Over the last twenty years, there has been a huge increase of interest in twentieth-century Italian photography on the part of specialists and museum and gallery directors abroad. However, until the mid-1990s no methodically complete and reliable studies on the subject existed, which made it impossible to examine and appreciate the field as a whole. In 1999 the Istituto Superiore per la Storia della Fotografia (Institute for the History of Photography), was founded in order to fill this gap.
The Institute was created primarily as a centre for research and advanced studies.
Thanks to the collaboration of various university teachers and internationally renowned specialists, an extensive research programme was drawn up, focussed initially on acquiring and building up archive material and the study, cataloguing and publishing of previously unpublished material as documentary information.

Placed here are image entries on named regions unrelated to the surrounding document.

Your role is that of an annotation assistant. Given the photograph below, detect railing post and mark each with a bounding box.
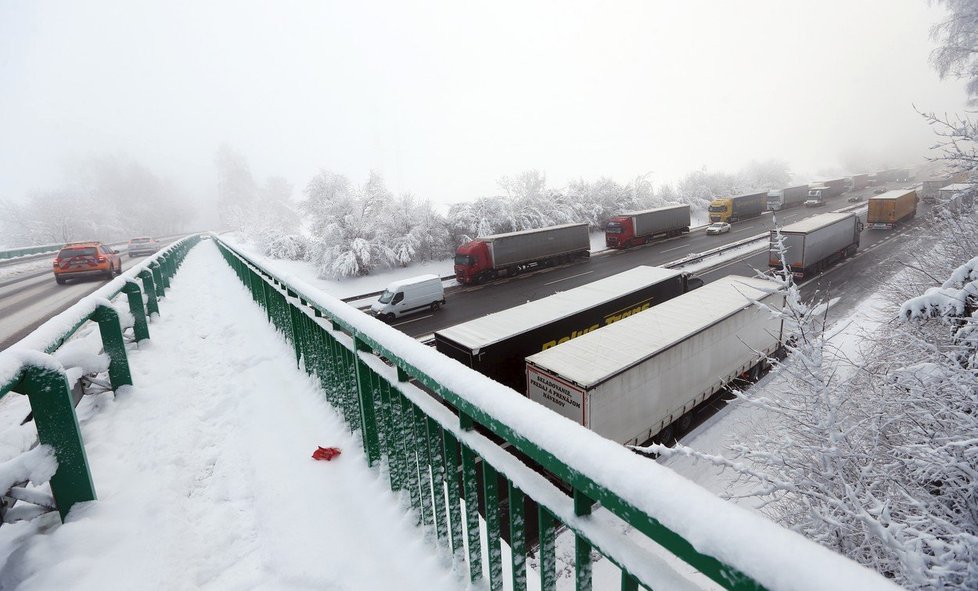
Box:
[13,364,96,521]
[139,269,160,318]
[160,252,172,289]
[122,281,149,343]
[353,336,380,466]
[149,260,166,298]
[574,488,594,591]
[92,304,132,390]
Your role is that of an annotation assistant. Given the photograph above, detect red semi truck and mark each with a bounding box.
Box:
[604,205,689,248]
[455,224,591,285]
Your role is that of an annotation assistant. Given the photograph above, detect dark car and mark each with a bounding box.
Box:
[128,236,160,258]
[54,242,122,285]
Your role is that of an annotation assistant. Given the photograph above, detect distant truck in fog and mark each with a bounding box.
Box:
[805,178,849,207]
[604,205,690,248]
[435,266,703,393]
[455,224,591,285]
[708,192,767,223]
[767,185,808,211]
[866,189,917,230]
[920,170,968,203]
[846,174,869,191]
[768,212,863,280]
[875,168,910,184]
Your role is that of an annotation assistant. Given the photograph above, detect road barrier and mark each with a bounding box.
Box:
[215,240,894,590]
[0,235,200,520]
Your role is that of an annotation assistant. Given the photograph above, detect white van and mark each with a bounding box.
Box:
[370,275,445,321]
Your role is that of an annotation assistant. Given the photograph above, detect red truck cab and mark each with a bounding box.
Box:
[604,216,632,248]
[455,240,492,285]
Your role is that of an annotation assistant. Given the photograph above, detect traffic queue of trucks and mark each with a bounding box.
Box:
[805,178,849,207]
[526,276,783,444]
[866,189,917,230]
[767,185,808,211]
[707,191,768,223]
[434,266,703,392]
[605,205,689,248]
[919,170,968,203]
[768,212,863,279]
[846,174,869,191]
[434,164,936,444]
[455,224,591,285]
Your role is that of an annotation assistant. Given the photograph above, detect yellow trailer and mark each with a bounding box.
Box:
[866,189,918,230]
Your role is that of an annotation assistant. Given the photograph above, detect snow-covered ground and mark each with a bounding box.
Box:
[659,292,899,506]
[0,243,466,590]
[0,255,53,281]
[0,237,900,589]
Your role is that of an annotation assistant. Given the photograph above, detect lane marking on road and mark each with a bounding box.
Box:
[391,314,434,326]
[544,271,594,285]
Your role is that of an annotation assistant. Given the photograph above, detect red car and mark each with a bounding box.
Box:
[54,242,122,285]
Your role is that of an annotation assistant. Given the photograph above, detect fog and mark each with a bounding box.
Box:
[0,0,965,220]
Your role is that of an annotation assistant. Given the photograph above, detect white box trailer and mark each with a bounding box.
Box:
[526,275,783,445]
[478,224,591,268]
[768,212,863,279]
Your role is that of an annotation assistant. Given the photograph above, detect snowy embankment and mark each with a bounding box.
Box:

Over the following years, the results of this research have been published in a series of monographic volumes, and archive and correspondence catalogues an extremely costly enterprise that no commercial publisher could conceivably have undertaken. From a technical point of view, particular care has been devoted to the printing of these volumes: various typographic techniques were experimented with in order to establish a new protocol of standard procedures for reproducing the photographs. The creation of these publications constitutes the second of the Institute’s fundamental missions, namely the production of photographic art books.

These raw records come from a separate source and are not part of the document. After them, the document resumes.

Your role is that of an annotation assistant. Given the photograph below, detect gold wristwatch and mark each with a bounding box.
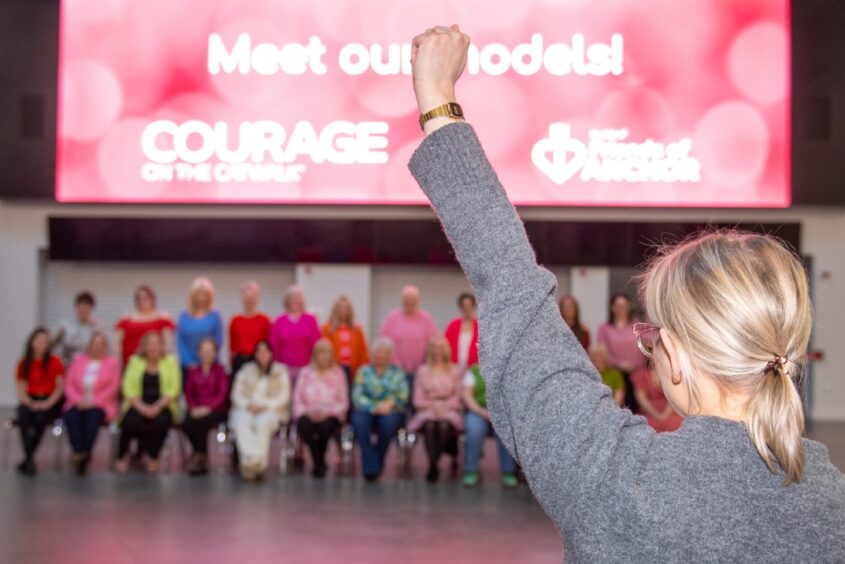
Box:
[420,102,464,130]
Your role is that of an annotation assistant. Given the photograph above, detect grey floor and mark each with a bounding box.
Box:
[0,418,845,564]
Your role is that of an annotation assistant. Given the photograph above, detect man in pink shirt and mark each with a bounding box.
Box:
[379,286,437,390]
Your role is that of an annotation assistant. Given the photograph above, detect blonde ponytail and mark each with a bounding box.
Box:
[745,363,804,484]
[640,231,812,484]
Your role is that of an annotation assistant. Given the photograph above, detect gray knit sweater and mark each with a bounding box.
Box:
[410,123,845,564]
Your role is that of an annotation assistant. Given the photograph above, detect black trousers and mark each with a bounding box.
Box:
[117,408,173,458]
[65,407,106,454]
[422,420,458,467]
[182,410,226,455]
[18,396,62,458]
[296,415,340,469]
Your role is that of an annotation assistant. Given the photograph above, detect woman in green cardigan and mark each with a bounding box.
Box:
[115,331,182,473]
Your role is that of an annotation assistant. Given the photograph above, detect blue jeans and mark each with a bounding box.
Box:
[64,407,106,454]
[352,409,405,476]
[464,411,516,474]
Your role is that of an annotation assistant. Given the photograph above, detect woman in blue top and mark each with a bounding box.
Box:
[352,337,408,482]
[176,277,223,374]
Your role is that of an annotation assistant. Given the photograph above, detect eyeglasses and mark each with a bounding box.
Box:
[634,323,660,358]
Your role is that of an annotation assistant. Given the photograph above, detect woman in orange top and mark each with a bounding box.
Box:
[322,296,370,382]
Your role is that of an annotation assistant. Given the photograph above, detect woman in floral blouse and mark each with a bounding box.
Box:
[352,337,408,482]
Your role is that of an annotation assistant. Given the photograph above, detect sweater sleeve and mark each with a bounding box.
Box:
[410,123,654,535]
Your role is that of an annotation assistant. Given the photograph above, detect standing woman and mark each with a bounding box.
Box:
[410,26,845,564]
[15,327,65,476]
[558,295,590,351]
[182,337,229,476]
[322,296,370,382]
[408,337,463,483]
[445,292,478,373]
[114,286,176,368]
[176,276,223,374]
[229,341,290,481]
[293,339,349,478]
[596,293,646,410]
[229,280,272,378]
[270,286,321,385]
[115,331,182,474]
[64,331,120,475]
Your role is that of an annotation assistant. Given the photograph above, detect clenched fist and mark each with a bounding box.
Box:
[411,25,469,133]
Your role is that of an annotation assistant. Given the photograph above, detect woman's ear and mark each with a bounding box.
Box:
[660,328,681,386]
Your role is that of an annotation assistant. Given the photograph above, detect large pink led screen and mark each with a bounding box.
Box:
[56,0,790,207]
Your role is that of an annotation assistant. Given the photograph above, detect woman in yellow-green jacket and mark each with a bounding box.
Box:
[115,331,182,473]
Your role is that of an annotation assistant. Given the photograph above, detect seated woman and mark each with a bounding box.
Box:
[463,364,519,488]
[352,337,409,482]
[182,337,229,476]
[408,337,462,483]
[115,331,182,474]
[293,339,342,478]
[631,368,684,432]
[588,346,625,407]
[229,341,290,481]
[64,331,120,474]
[15,327,65,476]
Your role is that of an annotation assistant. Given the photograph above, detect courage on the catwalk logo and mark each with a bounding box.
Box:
[531,122,701,186]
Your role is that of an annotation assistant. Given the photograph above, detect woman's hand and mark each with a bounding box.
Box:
[411,25,470,125]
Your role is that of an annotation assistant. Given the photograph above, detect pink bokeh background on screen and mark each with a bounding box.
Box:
[56,0,790,207]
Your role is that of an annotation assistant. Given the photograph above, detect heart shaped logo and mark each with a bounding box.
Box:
[531,123,587,185]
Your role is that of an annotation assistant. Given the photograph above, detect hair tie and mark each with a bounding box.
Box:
[766,355,789,370]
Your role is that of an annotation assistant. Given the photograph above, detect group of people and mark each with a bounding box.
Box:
[17,278,577,487]
[558,293,683,431]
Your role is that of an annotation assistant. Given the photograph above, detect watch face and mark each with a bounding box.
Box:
[449,102,464,117]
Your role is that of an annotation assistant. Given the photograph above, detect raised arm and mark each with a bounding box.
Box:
[410,24,653,531]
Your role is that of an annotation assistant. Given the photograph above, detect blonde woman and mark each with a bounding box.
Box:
[322,296,370,383]
[269,286,322,383]
[114,285,176,368]
[293,339,349,479]
[115,331,182,474]
[176,277,223,374]
[229,280,272,376]
[408,337,463,483]
[229,341,291,481]
[410,26,845,563]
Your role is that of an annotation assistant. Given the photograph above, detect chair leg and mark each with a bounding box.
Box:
[51,419,65,472]
[340,425,355,476]
[109,421,120,470]
[2,419,16,470]
[214,423,231,474]
[404,431,417,478]
[158,428,173,474]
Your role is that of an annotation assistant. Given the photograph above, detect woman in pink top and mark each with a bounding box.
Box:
[445,293,478,373]
[596,293,645,410]
[293,339,349,478]
[631,368,684,433]
[64,331,120,474]
[408,337,463,483]
[270,286,321,384]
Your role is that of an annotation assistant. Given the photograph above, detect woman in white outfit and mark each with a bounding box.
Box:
[229,341,290,481]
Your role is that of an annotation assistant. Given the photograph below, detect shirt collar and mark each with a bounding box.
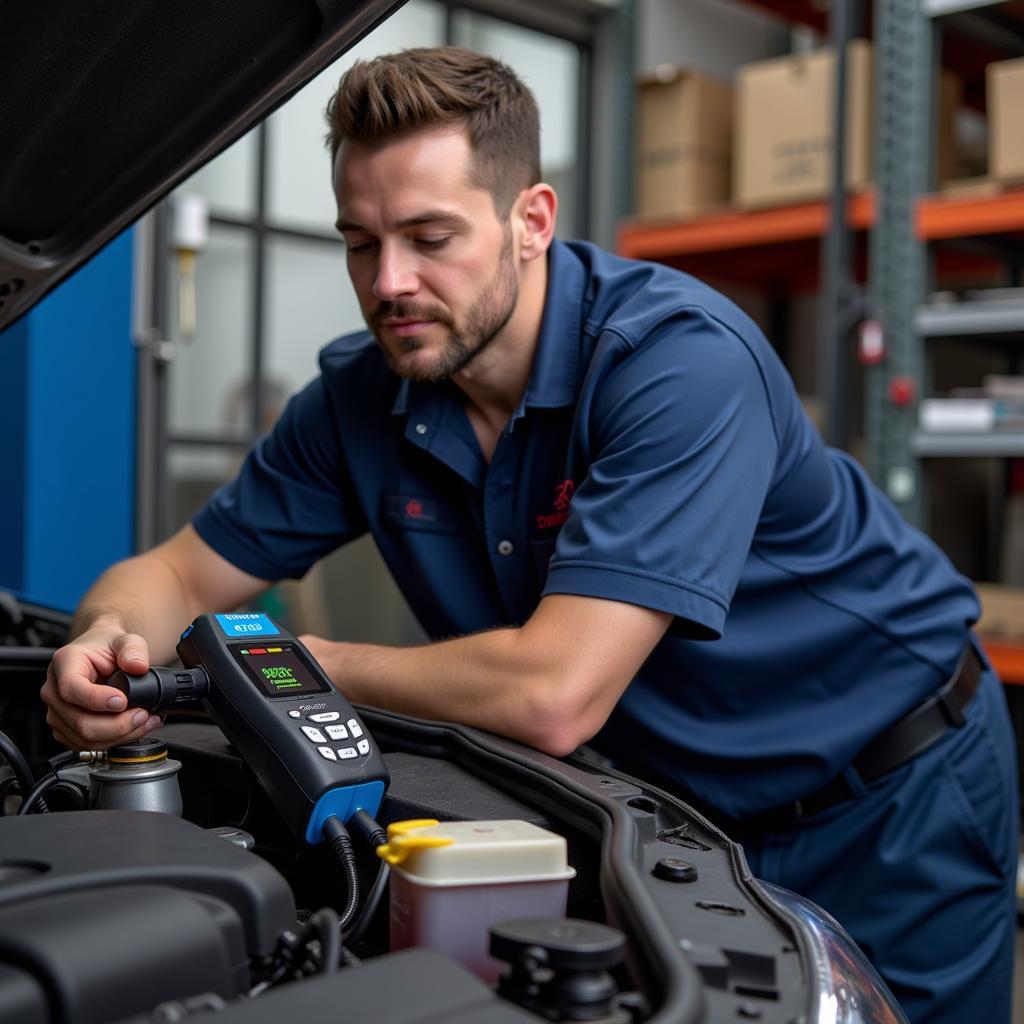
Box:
[391,239,587,418]
[523,239,587,409]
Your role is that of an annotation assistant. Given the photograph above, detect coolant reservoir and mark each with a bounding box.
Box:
[378,819,575,982]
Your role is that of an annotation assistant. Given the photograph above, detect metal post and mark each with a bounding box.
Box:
[865,0,935,525]
[818,0,860,447]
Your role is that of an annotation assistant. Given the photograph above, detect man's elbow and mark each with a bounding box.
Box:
[524,693,611,758]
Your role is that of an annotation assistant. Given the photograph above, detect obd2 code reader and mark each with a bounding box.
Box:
[108,612,389,844]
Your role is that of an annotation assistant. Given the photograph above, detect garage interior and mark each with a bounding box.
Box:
[0,0,1024,1021]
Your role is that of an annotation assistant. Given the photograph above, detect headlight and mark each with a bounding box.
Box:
[758,880,908,1024]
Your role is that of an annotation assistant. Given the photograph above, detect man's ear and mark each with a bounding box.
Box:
[512,181,558,260]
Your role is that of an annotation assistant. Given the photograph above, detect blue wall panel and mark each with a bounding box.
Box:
[0,231,135,609]
[0,317,29,588]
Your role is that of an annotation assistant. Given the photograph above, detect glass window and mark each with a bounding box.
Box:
[454,10,581,238]
[265,237,366,393]
[169,225,255,434]
[167,444,244,530]
[267,0,444,231]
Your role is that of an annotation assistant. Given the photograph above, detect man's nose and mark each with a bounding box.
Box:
[374,246,419,302]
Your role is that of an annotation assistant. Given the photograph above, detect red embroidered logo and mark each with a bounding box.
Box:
[537,480,575,529]
[555,480,575,512]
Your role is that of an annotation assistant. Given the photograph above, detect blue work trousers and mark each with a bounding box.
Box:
[743,663,1019,1024]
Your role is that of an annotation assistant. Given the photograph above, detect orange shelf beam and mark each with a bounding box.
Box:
[618,193,874,260]
[617,188,1024,261]
[981,637,1024,686]
[918,188,1024,242]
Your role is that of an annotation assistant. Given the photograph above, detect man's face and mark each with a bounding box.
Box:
[335,129,519,380]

The third mission to which the Institute devotes its energies is the organisation of photographic exhibitions. Here the care taken over providing contextual information in presentation
and through catalogues makes it possible for the findings of research published in its specialist volumes to be transmitted to the general public.
As well as its research activities, publishing output and the organisation of exhibitions, the Institute has also dedicated itself since its founding to the creation of a collection of vintage prints, with the intention that one day they will form the centrepiece of the first museum in Italy devoted entirely to Italian photography.
The original negatives of some of these prints no longer exist, which makes them particularly precious pieces. Many were originally printed for exhibitions or special occasions, and on the reverse side of all the prints there are rubber stamps, notes or indications of participation in international competitions.
Nevertheless, the most unique thing about this collection and it is worth stressing just how much this sets it apart from any other collection is the way that each and every collected work is the result of a precise and methodical choice. The few other collections existing in Italy are basically a mishmash of works consisting of occasional donations or the remains of archives from defunct magazines. This collection, by contrast, is the outcome of an organic and systematic project. Rather than being chosen at random, each work has its own functional significance within the overall context of the collection, which in turn is a functional reflection of the Institute’s research into historical photography and the general interpretation which it has attempted to offer.
In this sense, the importance of the collection transcends the value of the individual photographs: its uniqueness lies in its overall significance and the project on which it is based.